Mittwoch, 08. Juni 1966, Theater am Turm, in Frankfurt a.M.
Die Uraufführung ist so gut wie ausverkauft. Alle warten gespannt darauf, dass es losgeht. Keiner ahnt, was ihn hier gleich erwartet. Der Vorhang öffnet sich. Zu sehen sind vier Darsteller, welche seltsame Töne von sich geben und zu irgendjemandem sprechen. Das Bühnenbild wirkt chaotisch, unaufgeräumt und lässt keinen Sinn erkennen. Schließlich stellen sich die vier Männer frontal an den Bühnenrand und sprechen in kurzen Sätzen zum Publikum. Allerdings sind es keine üblichen Theatertexte oder nette Phrasen – es sind Aussagen, Unterstellungen und Beleidigungen.

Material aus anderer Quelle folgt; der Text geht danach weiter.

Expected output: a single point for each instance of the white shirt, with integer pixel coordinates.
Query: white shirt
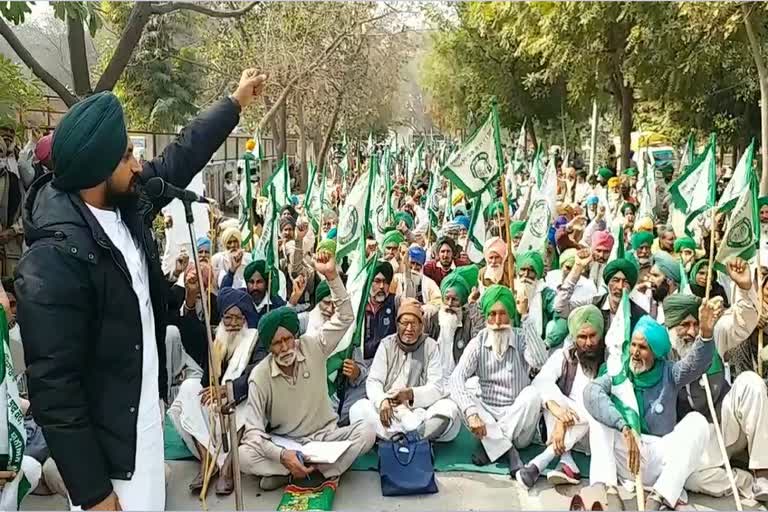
(146, 489)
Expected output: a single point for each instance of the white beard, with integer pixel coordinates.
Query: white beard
(494, 274)
(500, 340)
(678, 344)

Bei der beschriebenen Situation handelt es sich um das bekannte Sprechstück Publikumsbeschimpfung von Peter Handke. Durch die Vielzahl an postdramatischen Elementen, welche das Stück beinhaltet, wird die bisher bekannte Theatersituation radikal umgeworfen. Allerdings ist es hierbei wichtig zu erwähnen, dass Regietheater nur in Ausnahmefällen postdramatisches Theater ist, während postdramatisches Theater hingegen meist auch Regietheater ist. Bei Handkes Sprechstück braucht es also nicht mehr die Vermittlung einer Geschichte, um Theater entstehen zu lassen – es ist unmittelbares Theater, auf dessen Bühne es nur das Jetzt gibt, das gleichzeitig auch das Jetzt des Zuschauens ist. Im Fokus stehen nicht mehr der Dramentext oder die Figuren, die miteinander sprechen und deren Gesagtes einen Sinn ergibt. Bei dieser Inszenierung von Peymann wenden sich die Darsteller direkt an das Publikum. Sie geben rhythmische Laute, Verneinungen und provokative Äußerungen von sich, die fast musikalische Qualität aufweisen. Der Sinn ihrer Rede tritt hinter das Ereignis des Sprechaktes.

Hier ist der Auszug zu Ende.